Im Bereich der psychischen Gesundheit zielt künstliche Intelligenz darauf ab, grundlegende Probleme anzugehen – den Mangel an Ärzten und die hohen Therapiekosten. Ganz gleich, ob es darum geht, ein überlastetes psychisches Gesundheitssystem zu entlasten, finanzielle oder örtliche Hürden zu überwinden, den Bedarf an Erster Hilfe zu decken oder Stigmatisierungen zu überwinden, es scheint, als hätte KI Antworten auf die Demokratisierung der Therapie für die breite Öffentlichkeit. Und dies spiegelt sich in der rasanten Zunahme der Suchanfragen nach „AI Mental Health“ bei Google in den letzten zwei Jahren wider.
KI-gestützte Chatbots wie Wysa, Woebot, Earkick und Youper kombinieren maschinelle Lernalgorithmen und die Verarbeitung natürlicher Sprache mit psychologischen Methoden, um Menschen, die eine psychische Gesundheitsfürsorge benötigen, Unterstützung und therapeutische Interventionen anzubieten. Große Arbeitgeber in den USA bieten zunehmend Zugang zu KI-Apps für psychische Gesundheit als Zusatzleistungen am Arbeitsplatz an.
Während KI-gestützte Tools Schritte unternehmen, um den Zugang zur Therapie zu demokratisieren, hat ihr Aufstieg sowohl Aufregung als auch Besorgnis ausgelöst.
Grenzen der KI in der Psychotherapie
Das Verständnis der menschlichen Erfahrung durch KI ist durch ihre Unfähigkeit, soziale und kulturelle Kontexte zu erfassen, begrenzt. Da entscheidende soziale Signale fehlen, kann die KI-Therapieerfahrung zu Missverständnissen führen und den Fortschritt des Patienten beeinträchtigen.
Szenario: Eine chinesisch-amerikanische Person, die mit Isolationsgefühlen und kulturellen Identitätskonflikten zu kämpfen hat, versucht, einen KI-Chatbot zu verwenden.

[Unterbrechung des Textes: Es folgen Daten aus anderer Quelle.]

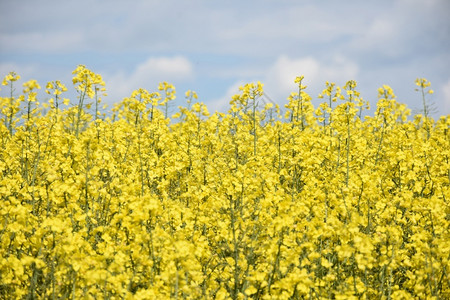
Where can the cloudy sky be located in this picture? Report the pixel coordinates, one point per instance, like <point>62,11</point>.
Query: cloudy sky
<point>212,47</point>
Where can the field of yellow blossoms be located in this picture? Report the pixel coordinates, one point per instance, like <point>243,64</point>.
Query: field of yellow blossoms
<point>326,202</point>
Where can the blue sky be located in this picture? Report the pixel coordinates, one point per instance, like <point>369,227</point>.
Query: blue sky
<point>212,47</point>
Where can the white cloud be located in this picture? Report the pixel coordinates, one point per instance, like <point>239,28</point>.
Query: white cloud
<point>222,104</point>
<point>446,96</point>
<point>279,79</point>
<point>148,74</point>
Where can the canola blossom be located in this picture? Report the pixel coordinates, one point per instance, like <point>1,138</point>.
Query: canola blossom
<point>326,202</point>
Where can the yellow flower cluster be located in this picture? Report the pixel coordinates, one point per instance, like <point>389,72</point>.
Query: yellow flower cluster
<point>314,203</point>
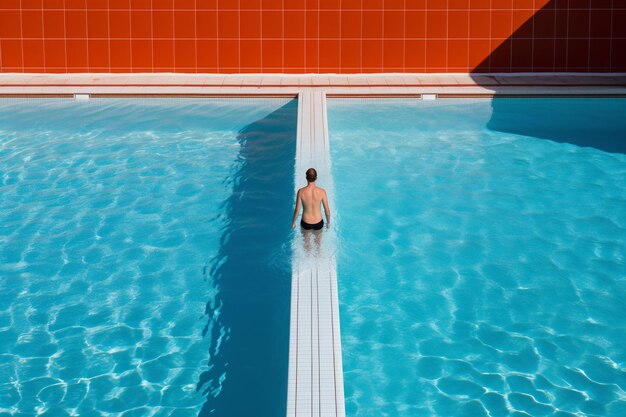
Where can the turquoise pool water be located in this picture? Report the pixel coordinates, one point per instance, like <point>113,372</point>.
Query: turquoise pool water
<point>134,276</point>
<point>481,259</point>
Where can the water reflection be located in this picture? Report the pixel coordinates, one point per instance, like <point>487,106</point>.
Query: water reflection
<point>248,319</point>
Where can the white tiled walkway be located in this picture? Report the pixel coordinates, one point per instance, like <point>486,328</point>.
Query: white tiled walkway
<point>315,385</point>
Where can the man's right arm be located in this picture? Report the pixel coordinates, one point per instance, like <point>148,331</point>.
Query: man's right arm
<point>326,208</point>
<point>296,211</point>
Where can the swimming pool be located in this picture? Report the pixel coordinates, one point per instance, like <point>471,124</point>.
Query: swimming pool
<point>133,280</point>
<point>481,259</point>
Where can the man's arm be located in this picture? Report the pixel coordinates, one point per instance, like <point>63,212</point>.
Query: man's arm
<point>326,208</point>
<point>296,211</point>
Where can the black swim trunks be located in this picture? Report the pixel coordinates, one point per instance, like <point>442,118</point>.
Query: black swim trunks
<point>308,226</point>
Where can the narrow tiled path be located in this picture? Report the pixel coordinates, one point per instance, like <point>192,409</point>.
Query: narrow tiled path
<point>315,386</point>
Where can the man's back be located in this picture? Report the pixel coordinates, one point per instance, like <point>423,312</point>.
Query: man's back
<point>312,198</point>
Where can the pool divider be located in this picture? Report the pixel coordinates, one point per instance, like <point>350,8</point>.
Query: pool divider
<point>315,381</point>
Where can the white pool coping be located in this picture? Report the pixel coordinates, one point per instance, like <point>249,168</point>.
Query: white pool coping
<point>444,85</point>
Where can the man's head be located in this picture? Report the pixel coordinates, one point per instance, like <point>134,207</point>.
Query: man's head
<point>311,175</point>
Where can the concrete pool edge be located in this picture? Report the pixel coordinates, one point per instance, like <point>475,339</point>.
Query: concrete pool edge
<point>289,85</point>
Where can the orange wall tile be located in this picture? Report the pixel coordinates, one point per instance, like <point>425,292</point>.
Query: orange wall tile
<point>312,36</point>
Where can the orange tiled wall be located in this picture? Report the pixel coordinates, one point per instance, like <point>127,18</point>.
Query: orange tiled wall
<point>296,36</point>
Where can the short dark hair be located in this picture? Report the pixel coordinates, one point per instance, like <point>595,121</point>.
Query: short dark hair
<point>311,175</point>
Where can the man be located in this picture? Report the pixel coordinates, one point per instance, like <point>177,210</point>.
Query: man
<point>311,197</point>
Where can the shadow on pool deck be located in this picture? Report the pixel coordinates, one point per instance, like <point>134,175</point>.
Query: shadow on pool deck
<point>247,374</point>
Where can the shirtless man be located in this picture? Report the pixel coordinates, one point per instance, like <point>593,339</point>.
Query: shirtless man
<point>311,197</point>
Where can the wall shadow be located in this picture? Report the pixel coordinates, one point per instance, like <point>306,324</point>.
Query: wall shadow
<point>248,319</point>
<point>564,120</point>
<point>558,38</point>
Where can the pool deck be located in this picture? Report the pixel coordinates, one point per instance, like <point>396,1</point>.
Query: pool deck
<point>315,382</point>
<point>444,85</point>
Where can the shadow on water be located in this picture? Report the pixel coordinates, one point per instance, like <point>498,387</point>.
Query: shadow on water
<point>589,122</point>
<point>560,36</point>
<point>248,320</point>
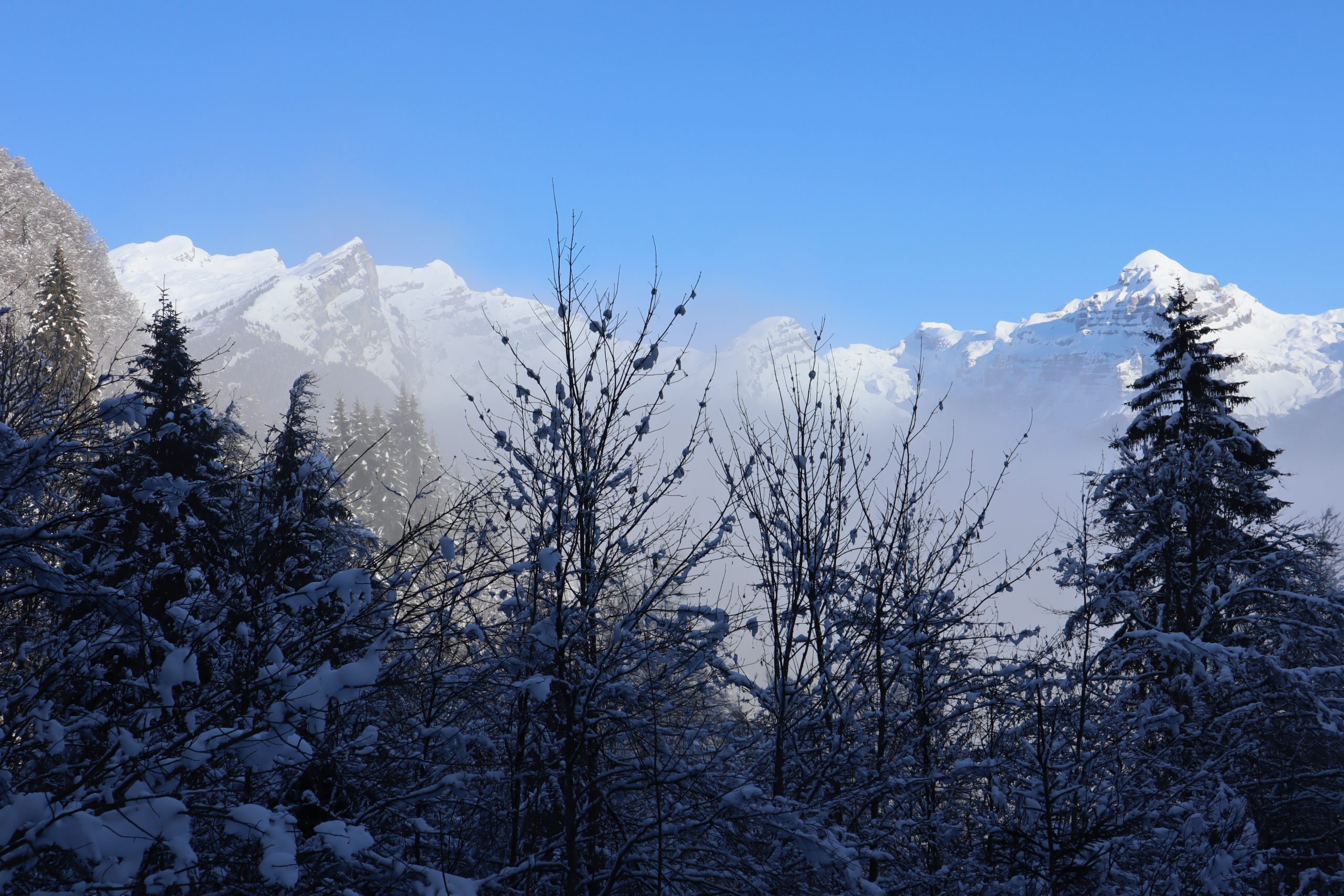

Patient: A „Ich fühle mich zwischen zwei Welten verloren. Ich werde weder in der chinesischen noch in der amerikanischen Kultur vollständig akzeptiert.“ KI-Chatbot: „Es hört sich so an, als ob Sie viel Stress haben. Haben Sie versucht, Achtsamkeit zu üben?“
Der Chatbot bietet zwar einen generischen Bewältigungsmechanismus, berücksichtigt jedoch nicht die kulturellen Nuancen der Erfahrung des Patienten. Die Reaktion könnte als unsensibel empfunden werden, was das Gefühl der Isolation des Patienten noch verstärkt.
Ethische Überlegungen wie Datenschutzbedenken und das Potenzial für KI-Voreingenommenheit sind ebenfalls von größter Bedeutung und müssen bei der Entwicklung von KI im Bereich der psychischen Gesundheit berücksichtigt werden. Verzerrungen in Trainingsdaten können zu falschen Behandlungsentscheidungen führen.
Szenario: Ein KI-Chatbot, der bei Angstzuständen und Depressionen helfen soll, wurde anhand eines Datensatzes trainiert, der überwiegend Erfahrungen männlicher Befragter umfasst.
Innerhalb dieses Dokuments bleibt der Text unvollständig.